Anyone who regularly watches Rachel Maddow on MSNBC knows the depths of this drama; what Harding does is gather all the facts together in one place. And as much as I know of this rotten mess from Rachel, the book herds all the pieces together into a smooth, logical story.

Throughout my reading, I was aware that Harding’s long experience in Moscow and his nationality gave him (and me, as reader) a cooler, differently angled perspective than American journalists and commentators have given us. For one thing, he knows Christopher Steele and describes the dossier in proper context.

Recently, I’ve been thinking about the United States vis-a-vis Russia and speculating that Russia and the Kremlin, for all their offensive antics and attempts at disruption, did not seem to grasp our country at all.

This isn’t the first time I’ve contemplated how difficult it must be for non-Americans to understand America. At the center of this lack of comprehension are two big things: America’s history as a slave nation and our continuing Civil War; and the unusual and historical mash-up of peoples and of cultures who live here and call themselves American.

And how, despite upheavals, prejudices, rages, protests, radical shifts in policy and regressions, we all get along pretty well. Moreover, we learn from each other and our attitudes shift in response to what we learn.

Thus, we are a very, very complicated people. Peoples, really. And I don’t think any other country understands us very well. Despite our penchant for endless self-analysis, I’m not sure we understand ourselves very well — and that’s yet another aspect to being American.

I’ve often thought that Putin miscalculated in his malicious interference, misunderstood the incompetence and stupidity of Trump and his associates, thought that those brash and vile pronouncements which resonated with a small minority in this country signified an anti-democratic revolution. That Trump’s adoration of Putin was a magic kiss that would turn the clown frog into a Putin clone. With all of Putin’s autocratic powers.

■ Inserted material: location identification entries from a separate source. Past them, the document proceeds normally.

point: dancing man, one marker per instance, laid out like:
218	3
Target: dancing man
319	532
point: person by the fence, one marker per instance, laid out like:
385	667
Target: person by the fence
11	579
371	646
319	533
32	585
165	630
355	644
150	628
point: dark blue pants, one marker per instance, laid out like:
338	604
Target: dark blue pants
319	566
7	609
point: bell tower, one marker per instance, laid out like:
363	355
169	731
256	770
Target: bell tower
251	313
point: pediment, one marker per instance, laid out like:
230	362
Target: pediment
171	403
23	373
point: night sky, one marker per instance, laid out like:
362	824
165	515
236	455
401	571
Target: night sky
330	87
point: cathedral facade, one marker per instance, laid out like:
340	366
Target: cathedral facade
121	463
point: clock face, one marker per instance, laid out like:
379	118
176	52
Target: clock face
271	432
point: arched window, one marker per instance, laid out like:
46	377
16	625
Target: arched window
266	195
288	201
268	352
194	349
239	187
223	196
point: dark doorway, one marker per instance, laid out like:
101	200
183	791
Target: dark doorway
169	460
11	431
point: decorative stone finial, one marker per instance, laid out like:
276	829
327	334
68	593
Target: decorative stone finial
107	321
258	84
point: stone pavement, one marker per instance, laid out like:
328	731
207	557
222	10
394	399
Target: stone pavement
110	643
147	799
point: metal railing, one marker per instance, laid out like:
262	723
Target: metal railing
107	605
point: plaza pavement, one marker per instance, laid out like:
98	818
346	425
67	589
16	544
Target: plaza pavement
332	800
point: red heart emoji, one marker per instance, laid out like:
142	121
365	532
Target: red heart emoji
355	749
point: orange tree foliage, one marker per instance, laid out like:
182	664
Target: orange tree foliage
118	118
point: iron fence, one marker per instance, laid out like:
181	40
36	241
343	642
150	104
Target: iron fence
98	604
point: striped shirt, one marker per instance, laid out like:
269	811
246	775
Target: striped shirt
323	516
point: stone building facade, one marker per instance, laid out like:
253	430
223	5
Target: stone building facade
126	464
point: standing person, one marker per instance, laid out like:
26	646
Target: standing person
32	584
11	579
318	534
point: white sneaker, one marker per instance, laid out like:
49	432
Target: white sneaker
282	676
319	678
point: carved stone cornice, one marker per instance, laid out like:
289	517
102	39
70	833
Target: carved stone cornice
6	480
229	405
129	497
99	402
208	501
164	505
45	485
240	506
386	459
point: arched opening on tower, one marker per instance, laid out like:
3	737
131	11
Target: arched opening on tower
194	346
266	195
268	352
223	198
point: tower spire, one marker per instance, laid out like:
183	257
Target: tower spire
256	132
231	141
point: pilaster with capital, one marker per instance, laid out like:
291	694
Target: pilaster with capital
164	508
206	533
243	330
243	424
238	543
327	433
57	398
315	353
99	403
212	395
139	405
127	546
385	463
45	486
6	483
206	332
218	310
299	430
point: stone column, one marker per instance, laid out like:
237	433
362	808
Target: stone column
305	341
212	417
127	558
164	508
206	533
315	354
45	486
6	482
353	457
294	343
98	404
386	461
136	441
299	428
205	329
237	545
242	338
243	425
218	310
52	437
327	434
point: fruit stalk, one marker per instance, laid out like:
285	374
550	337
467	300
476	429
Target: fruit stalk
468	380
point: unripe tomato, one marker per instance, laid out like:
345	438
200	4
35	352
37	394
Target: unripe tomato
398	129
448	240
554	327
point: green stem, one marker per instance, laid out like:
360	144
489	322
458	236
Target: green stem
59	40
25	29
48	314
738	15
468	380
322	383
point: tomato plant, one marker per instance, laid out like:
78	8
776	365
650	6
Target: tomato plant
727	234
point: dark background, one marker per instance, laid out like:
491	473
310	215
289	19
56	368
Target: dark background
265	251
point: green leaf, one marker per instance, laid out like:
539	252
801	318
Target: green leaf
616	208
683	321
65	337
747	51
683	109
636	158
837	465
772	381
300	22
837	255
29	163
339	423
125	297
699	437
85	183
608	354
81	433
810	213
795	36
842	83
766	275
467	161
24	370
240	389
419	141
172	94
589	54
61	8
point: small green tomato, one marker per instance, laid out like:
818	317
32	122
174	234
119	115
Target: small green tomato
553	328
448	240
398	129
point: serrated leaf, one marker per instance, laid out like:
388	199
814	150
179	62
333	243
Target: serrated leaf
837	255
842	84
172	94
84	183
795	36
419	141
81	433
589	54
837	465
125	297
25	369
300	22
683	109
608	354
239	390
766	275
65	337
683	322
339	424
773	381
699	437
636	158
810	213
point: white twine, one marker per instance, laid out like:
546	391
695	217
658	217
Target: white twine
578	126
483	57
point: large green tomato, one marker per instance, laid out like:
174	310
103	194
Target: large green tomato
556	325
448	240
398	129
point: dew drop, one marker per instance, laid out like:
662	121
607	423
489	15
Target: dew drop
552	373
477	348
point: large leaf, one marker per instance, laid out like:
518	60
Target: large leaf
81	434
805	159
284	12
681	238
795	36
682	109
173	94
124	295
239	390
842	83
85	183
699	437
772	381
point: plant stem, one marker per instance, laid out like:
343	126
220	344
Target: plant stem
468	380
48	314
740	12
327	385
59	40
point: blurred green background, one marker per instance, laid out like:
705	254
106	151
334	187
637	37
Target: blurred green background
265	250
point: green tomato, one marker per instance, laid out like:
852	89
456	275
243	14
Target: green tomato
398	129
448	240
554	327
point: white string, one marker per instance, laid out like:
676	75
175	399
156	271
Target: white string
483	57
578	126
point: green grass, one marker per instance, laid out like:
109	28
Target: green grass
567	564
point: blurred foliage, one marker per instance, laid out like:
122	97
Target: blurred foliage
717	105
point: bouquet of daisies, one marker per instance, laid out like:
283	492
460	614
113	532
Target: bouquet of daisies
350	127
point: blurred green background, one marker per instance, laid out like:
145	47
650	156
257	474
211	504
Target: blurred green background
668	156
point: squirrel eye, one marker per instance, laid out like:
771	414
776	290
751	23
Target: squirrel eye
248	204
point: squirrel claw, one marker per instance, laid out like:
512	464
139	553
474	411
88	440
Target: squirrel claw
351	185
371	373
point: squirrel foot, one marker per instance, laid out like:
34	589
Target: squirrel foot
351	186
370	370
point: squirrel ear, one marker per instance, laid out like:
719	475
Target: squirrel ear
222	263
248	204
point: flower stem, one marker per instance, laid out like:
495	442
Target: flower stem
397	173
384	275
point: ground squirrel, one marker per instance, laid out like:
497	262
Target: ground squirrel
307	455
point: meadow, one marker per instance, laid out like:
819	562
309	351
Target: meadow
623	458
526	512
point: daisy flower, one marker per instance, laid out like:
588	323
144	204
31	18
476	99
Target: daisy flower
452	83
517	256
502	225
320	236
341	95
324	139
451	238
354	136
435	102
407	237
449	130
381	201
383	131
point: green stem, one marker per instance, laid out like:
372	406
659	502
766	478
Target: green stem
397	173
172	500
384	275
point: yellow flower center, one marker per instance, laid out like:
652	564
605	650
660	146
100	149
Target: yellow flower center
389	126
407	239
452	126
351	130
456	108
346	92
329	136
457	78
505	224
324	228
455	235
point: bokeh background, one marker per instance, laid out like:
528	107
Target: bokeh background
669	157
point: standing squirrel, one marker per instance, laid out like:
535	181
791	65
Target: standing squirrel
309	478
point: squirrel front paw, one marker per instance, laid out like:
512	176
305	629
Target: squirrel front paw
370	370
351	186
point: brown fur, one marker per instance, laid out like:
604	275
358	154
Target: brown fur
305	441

(A tangent, maybe: This past week for whatever reason I’ve been thinking about Jean-Philippe Rameau’s raucous, brilliant comedic opera, Platée, about an ugly, vain swamp creature who is easily conned into thinking a god is in love with her. My happy memories of Platée are courtesy of William Christie’s great company of musicians and singers, Les Arts Florissants.)

And, mostly, I think Putin did not understand in any way what a rambunctious society America is. He seemed to think if he could install a Putin-worshiper in the White House, everything else, i.e., us, would fall into place. Didn’t happen.

So I was pleased to read what follows, especially from a non-American who has had deep experience in Russia. I’ve bolded the central paragraph because–oh, hey, gee, I’ll admit it–it inscribes my own thinking and I do love it when experts say, “That Naomi, she’s pretty smart.”

For Vladimir Putin [Trump’s failure to lift Russian sanctions] was a profound setback. The Kremlin’s campaign to help Trump win the White House had a primary goal. That was to bring about an end to America’s economic embargo. (The secondary aim was to shove a finger in the United States’ preexisting social and ideological wounds. This had succeeded well enough.)

Putin’s operation was bold, cocky even. It involved cyber hacking, fake Facebook accounts, and classic KGB techniques of deceit and cultivation. But it had backfired, you might argue. Kremlin officials often imagined America to be a mirror copy of Russia. They had a poor understanding of U.S. institutional politics. They failed to appreciate the separation of powers or the constraints on a president–any president.

…As with Putin’s 2014 invasion of Ukraine, intervening in the 2016 U.S. presidential election had been a tactical triumph and a strategic disaster. The consequences for Russia’s economy were lasting. It remained shut out from cheap Western credit.

As I read that (bolded) section, I was thinking Harding did not give credit to the character of opposition in this country. As a friend who went to the January resistance march in New York City said, “It was so well organized and so non-violent. The cops were great–calm and good-humored.”

But mostly I thought that Harding left out one major, major American institution which Putin could not understand because Russia has nothing like it: our investigative journalists, our opinion writers. Our open, free press. Our First Amendment.

Yet at the end, in his Notes on Sources, he wrote this:

I spoke to a lot of journalists, too.

It is this last group who have made the greatest contribution to investigating the story of collusion. The Washington Post and The New York Times, as well as other U.S. newspapers and websites, have done some bravura reporting in the face of unceasing hostility from this president. They deserve great credit.

Indeed they do. And so do we Americans who fervently support them.